The prolonged wearing of the purple sweater is proof that I have entered the final throes of final exams. I know, because I’ve been here twice before, and the progression goes like this: three or four weeks prior to the first exam, the internal momentum that’s been building all semester reaches critical mass and the stress manifests itself in some physical way, typically a toothache or a twitch at the corner of the eye. What follows is an intensified, vaguely agitated phase in which I alternately pace the kitchen floor and hover in the glow of my laptop over 12 weeks of cryptic class notes. It is shortly after this that I notify my non-lawyerly friends that I will be incommunicado until further notice and that I will make it all up to them in December (or May, as the case may be). This is the phase where I begin to dream terrible dreams of what should become of my grades in the event my toothache should devolve into abscess or I am befallen by some other misfortune or, for example, lose my sense of direction and become incapable of locating the law school again.

This, too, is when I begin to find the notes. We second-year students have endured two exam seasons already, and we’ve learned to recognize certain communal symptoms, principally the unshaven, myopic focus interrupted on occasion by the detached exchange and the uninhabited gaze. Aside from that, though, each of us bears his own peculiar indicia of pressure paired with unique coping mechanisms, and the writing of notes to myself is evidence of mine. I find myself writing them with increasing frequency since I started law school. Leather-bound planners, smart-phone calendars and beeping digital to-do lists are all for show. The real story of my wildly fluctuating emotional temperature is told in a scattered collection of sticky notes with lint where the adhesive used to be.

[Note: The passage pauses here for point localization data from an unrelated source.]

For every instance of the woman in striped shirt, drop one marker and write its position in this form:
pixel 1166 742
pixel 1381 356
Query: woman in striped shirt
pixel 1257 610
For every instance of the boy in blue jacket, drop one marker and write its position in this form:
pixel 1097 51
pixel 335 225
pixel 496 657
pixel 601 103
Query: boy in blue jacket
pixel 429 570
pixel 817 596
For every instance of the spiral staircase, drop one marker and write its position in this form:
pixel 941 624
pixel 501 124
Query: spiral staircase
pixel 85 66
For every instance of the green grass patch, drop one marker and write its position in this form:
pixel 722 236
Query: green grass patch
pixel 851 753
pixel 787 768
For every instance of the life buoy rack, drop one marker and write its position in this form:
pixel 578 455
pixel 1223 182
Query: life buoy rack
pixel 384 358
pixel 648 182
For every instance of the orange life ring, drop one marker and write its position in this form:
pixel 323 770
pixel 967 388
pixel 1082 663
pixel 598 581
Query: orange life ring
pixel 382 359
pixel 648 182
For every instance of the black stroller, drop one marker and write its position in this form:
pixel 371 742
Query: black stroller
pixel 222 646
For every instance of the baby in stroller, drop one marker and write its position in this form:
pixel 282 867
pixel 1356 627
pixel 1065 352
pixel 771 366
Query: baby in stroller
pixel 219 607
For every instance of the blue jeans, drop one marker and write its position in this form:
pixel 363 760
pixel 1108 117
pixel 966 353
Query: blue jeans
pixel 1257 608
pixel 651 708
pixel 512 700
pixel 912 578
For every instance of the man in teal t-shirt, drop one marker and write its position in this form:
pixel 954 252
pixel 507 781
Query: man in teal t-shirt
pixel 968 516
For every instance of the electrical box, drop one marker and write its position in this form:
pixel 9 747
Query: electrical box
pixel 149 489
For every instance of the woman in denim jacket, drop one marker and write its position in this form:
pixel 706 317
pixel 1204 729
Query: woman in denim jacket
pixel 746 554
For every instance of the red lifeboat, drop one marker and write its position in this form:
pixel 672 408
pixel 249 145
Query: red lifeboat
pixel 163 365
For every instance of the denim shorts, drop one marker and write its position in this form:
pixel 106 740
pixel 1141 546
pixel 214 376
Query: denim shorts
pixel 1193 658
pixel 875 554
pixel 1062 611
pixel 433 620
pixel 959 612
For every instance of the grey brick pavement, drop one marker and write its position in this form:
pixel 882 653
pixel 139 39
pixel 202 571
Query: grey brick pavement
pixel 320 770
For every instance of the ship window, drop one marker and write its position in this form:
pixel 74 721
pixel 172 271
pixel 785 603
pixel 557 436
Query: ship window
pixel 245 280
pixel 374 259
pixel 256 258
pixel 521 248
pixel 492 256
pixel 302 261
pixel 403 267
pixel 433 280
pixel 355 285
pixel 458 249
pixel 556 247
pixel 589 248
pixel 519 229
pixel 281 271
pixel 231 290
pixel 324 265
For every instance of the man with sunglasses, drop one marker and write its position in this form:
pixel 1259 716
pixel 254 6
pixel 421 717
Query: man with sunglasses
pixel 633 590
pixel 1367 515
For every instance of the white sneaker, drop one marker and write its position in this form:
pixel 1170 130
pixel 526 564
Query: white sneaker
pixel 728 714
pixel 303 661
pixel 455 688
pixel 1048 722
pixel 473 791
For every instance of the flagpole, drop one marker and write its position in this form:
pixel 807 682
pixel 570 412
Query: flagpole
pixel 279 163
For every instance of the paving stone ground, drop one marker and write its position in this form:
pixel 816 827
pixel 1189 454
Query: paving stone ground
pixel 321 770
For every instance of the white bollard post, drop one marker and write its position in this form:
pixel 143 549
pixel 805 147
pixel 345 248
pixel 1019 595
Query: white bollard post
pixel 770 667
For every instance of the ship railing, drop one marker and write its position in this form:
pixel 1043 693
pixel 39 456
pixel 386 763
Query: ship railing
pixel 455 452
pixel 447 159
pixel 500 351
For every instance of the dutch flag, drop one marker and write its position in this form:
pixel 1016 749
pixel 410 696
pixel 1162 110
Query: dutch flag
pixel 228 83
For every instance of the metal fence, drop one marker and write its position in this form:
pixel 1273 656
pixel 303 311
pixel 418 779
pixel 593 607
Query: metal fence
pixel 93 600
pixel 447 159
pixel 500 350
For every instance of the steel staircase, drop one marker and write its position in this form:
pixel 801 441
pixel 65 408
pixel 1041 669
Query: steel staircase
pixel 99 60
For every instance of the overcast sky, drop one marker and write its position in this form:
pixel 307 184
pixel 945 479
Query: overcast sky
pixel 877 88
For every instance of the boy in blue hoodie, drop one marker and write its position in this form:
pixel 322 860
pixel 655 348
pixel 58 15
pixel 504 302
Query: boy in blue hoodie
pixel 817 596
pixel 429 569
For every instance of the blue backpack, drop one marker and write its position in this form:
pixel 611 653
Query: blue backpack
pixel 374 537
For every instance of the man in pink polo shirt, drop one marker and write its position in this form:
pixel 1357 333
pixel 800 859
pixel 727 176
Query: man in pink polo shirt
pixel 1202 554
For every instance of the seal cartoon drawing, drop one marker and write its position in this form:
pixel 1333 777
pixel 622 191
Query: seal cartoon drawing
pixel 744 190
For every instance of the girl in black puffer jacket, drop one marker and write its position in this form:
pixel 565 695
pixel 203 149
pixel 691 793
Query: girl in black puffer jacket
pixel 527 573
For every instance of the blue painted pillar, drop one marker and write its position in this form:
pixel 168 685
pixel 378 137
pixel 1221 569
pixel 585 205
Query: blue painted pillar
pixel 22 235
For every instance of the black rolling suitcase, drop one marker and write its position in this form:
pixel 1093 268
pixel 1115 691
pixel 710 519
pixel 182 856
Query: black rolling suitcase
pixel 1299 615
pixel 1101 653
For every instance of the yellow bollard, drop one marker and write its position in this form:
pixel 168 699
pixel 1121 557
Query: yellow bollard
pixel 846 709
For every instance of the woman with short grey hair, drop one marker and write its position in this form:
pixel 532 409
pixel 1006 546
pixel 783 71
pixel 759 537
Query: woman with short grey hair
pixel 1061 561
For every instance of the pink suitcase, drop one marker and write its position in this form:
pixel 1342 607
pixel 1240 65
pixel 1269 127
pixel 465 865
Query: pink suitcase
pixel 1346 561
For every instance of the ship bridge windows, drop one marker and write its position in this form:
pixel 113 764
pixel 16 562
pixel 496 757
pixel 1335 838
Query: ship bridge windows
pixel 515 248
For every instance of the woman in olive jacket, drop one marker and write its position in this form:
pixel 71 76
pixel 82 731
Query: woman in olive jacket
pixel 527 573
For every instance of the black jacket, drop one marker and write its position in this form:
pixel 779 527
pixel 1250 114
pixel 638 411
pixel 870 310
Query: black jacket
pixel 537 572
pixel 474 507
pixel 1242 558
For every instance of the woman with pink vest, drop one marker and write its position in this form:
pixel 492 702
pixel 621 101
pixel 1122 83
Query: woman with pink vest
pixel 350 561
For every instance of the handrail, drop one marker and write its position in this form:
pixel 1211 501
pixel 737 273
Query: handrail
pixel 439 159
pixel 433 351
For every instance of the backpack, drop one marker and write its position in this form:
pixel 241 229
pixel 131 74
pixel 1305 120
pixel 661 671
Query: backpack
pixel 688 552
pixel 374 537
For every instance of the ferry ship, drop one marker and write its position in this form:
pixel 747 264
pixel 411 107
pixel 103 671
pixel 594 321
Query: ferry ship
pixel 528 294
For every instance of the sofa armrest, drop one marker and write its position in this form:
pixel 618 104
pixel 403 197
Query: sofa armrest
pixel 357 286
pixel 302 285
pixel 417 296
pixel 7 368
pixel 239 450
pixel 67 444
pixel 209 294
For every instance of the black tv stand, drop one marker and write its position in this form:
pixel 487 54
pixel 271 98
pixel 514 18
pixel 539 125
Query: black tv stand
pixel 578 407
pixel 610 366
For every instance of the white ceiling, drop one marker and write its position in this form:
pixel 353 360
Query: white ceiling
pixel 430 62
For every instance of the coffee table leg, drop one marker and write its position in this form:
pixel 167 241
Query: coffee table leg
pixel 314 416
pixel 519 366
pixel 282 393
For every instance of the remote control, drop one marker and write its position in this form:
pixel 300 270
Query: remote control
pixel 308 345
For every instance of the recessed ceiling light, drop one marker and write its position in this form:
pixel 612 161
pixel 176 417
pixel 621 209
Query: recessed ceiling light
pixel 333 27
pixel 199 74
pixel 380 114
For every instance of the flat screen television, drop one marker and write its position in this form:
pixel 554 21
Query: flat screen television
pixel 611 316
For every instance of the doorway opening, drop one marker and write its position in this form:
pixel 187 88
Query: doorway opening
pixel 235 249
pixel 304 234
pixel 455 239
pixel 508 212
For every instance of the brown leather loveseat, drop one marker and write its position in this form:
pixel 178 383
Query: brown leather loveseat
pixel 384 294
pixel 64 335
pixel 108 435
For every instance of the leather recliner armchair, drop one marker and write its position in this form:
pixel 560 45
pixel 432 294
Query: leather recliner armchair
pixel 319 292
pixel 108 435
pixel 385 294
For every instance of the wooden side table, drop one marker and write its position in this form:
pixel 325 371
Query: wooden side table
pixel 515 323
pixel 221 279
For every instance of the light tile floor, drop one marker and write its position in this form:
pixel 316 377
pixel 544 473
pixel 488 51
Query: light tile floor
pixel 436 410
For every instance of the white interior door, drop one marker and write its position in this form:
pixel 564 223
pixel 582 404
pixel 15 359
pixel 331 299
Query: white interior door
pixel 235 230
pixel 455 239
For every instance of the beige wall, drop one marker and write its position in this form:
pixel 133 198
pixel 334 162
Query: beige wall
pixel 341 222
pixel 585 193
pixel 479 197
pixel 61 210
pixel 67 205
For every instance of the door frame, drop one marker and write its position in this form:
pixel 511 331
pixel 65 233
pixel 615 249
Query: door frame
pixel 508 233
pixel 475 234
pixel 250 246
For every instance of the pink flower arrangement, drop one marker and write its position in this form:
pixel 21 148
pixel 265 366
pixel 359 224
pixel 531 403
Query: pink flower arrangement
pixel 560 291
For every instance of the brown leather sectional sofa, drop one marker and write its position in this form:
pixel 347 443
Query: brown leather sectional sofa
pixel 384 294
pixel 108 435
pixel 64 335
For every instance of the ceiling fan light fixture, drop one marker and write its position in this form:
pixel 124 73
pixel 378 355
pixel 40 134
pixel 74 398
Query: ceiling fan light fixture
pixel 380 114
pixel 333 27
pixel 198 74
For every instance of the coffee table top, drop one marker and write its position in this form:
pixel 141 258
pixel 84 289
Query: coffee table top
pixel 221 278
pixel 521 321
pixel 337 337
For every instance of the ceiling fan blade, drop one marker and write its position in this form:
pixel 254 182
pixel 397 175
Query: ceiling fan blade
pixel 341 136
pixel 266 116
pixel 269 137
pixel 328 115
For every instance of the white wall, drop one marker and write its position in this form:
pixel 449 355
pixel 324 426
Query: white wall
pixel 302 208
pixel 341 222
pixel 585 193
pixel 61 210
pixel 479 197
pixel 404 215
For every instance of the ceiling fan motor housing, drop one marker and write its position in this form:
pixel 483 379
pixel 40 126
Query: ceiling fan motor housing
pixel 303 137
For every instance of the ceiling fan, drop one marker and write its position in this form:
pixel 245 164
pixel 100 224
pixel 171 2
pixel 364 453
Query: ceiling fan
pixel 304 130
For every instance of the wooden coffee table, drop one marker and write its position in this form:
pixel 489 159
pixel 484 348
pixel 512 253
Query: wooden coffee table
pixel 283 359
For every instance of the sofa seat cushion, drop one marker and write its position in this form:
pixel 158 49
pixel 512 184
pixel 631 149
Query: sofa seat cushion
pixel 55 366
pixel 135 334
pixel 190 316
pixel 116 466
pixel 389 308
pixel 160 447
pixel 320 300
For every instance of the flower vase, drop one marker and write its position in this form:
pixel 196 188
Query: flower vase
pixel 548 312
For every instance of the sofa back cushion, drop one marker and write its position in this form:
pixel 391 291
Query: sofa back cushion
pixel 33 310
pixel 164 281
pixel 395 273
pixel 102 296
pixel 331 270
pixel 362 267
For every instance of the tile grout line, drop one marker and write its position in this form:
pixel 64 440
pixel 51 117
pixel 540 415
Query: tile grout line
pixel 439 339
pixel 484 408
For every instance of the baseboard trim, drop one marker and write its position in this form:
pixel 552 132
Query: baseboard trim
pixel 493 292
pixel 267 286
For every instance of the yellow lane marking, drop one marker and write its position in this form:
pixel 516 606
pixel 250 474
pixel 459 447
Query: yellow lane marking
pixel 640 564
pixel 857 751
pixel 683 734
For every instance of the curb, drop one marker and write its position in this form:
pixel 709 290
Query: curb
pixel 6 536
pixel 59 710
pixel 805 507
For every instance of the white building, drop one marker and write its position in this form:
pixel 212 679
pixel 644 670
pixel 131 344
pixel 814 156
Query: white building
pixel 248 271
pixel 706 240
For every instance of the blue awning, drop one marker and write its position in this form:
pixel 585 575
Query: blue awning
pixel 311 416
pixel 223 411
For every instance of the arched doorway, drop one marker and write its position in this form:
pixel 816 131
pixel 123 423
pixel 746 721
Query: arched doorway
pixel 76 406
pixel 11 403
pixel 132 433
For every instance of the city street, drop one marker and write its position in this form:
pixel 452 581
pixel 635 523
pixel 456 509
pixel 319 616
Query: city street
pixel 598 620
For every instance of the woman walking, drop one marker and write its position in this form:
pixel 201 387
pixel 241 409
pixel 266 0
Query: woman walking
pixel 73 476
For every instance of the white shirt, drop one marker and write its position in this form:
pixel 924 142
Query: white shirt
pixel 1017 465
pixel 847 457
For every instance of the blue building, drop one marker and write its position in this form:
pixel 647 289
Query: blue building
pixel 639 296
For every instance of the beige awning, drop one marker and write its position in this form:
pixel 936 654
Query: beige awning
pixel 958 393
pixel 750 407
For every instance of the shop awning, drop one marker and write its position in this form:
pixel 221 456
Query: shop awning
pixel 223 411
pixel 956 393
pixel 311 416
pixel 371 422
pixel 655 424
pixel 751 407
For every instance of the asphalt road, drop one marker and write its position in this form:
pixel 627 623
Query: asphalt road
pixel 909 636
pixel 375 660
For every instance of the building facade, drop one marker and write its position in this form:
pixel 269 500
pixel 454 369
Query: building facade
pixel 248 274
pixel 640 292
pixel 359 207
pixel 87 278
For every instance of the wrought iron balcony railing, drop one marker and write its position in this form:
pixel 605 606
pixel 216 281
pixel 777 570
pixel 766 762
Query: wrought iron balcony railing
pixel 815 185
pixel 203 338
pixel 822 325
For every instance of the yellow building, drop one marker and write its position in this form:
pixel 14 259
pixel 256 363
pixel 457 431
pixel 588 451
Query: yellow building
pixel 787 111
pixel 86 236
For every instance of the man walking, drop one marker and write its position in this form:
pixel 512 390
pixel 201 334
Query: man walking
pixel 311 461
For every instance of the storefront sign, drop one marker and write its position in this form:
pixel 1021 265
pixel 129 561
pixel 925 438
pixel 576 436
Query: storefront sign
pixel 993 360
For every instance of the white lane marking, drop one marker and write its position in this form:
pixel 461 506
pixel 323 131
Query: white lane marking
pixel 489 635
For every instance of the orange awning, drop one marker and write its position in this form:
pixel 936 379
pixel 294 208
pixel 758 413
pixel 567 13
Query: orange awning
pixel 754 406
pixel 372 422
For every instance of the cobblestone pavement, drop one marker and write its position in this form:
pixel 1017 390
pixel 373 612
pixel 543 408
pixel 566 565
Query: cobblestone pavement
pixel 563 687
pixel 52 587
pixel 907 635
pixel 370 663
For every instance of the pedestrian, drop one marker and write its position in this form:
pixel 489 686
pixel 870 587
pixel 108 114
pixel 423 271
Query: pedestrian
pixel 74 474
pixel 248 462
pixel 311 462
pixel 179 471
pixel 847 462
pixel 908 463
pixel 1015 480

I pull on a coat I haven’t worn since last winter, shove my hand into the pocket and draw out an expired coupon or the torn corner of an oil-change receipt bearing words that must have meant something at the time I reduced them to writing. Positive energy, one might say. Find out what this is, demands another, with a bold arrow pointing to a faded pencil sketch of what could be anything from a formula for calculating punitive damages to a drawing of some insect I spied on the front step. Perhaps I fear all the new information going in will cause some of the old to slip out, that the firmly rooted hearsay exception now firmly rooted in my brain will dislodge some less-consequential fact, like, say, the password to my iTunes account. Perhaps I fear that crumbling in the gray matter that will put me on the receiving end of the disconnected look I’ve given to certain members of my family, on the side where the strain of undiagnosed mental illness tends to run. I can’t be sure. Self-analysis is a luxury a law student can ill afford.

Finals season can work on you and work on you like that if you let it, until you finally give in and resort to living in the unlaundered purple sweater with the toothpaste smear on the shoulder and console yourself with the knowledge that there are many, many ways of making it in this world that do not involve the practice of law.

I’ve yet to take a law-school exam in which I didn’t pause about 100 minutes in and flirt with the idea of crushing the thing under the toe of my shoe, packing up my belongings and strolling into the sunlight, leaving the law to wend its own way out of whatever hypothetical gridlock our professor has invented. Invariably, I dismiss the thought and soldier on. We all do. For all their emotional brutality, exams roll around infrequently enough for the pain to subside and for you to think, after another season on the ropes, you might just have another one in you.

I am now down to one – Evidence – or, as I will be calling it until 9 p.m. Monday, The Beast. This weekend, I will gin up the stamina to pull on the purple sweater once more, for I am on the ropes, but I believe I have another one in me. Hand me a paper napkin, so I can make a note of it. Then call a cab, hand the note to the driver and tell him to drop me off in mid-December.